# Identify This Sensor/Connector - *Urgent Help Needed*



## Paul79UF (Jan 23, 2003)

SOLVED - See second post.


Hey guys. My mom's 02 L31 2.5L Altima is stranded here at my brother's house on turkey day. 

Please help me identify this broken sensor/connector part so that we can go about getting a replacement.

My brother noticed it leaking oil and he finally spotted the source of the leak as being this cracked connector. It looks like a auto shop employee replaced the black sensor and cracked the plastic on the connector.

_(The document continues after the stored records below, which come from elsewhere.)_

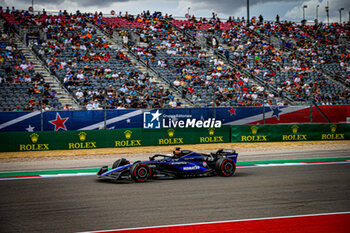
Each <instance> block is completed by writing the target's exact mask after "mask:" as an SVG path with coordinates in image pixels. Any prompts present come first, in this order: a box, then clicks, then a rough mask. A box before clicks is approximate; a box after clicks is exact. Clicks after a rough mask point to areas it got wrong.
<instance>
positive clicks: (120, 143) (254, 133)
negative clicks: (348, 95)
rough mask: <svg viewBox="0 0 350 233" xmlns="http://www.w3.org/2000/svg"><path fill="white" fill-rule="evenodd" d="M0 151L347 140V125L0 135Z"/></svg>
mask: <svg viewBox="0 0 350 233" xmlns="http://www.w3.org/2000/svg"><path fill="white" fill-rule="evenodd" d="M0 137H1V140H0V148H1V149H0V151H1V152H17V151H45V150H75V149H95V148H121V147H137V146H162V145H174V146H175V145H185V144H203V143H228V142H281V141H313V140H349V139H350V124H293V125H291V124H288V125H287V124H286V125H240V126H227V125H226V126H222V127H221V128H162V129H140V128H134V129H107V130H105V129H103V130H87V131H58V132H52V131H51V132H50V131H43V132H0Z"/></svg>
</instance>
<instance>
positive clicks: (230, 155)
mask: <svg viewBox="0 0 350 233" xmlns="http://www.w3.org/2000/svg"><path fill="white" fill-rule="evenodd" d="M237 156H238V154H237V153H236V151H235V150H232V149H219V150H218V151H216V152H211V153H210V154H202V153H197V152H193V151H190V150H180V148H175V151H173V155H161V154H156V155H154V156H152V157H150V158H149V160H148V161H136V162H134V163H132V164H131V163H130V162H129V161H128V160H126V159H125V158H122V159H118V160H117V161H115V162H114V164H113V166H112V169H110V170H109V169H108V166H103V167H101V168H100V170H99V171H98V173H97V177H98V178H101V179H109V180H114V181H119V180H134V181H136V182H145V181H147V180H149V179H156V178H184V177H196V176H210V175H221V176H233V174H234V173H235V171H236V162H237Z"/></svg>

Thanks in advance for your help.


----------



## Paul79UF (Jan 23, 2003)

We figured it out ourselves by looking at the sensor pictures on this website.

WELLS Engine Management Systems: O.E. Quality & Coverage for the 21st Century

2002 Altima 2.5 - Sensors Page

WELLS Engine Management Systems










Thanks anyway guys. I only had this thread up a few minutes before he found the site.

P.S. The reason it was leaking oil is because the moron at the auto shop didn't install the rubber o-ring. It looks like the new part doesn't come with the o-ring so that might explain the problem.


----------



## eyesack (Feb 22, 2006)

wow i like the pics! high quality cam huh lol


----------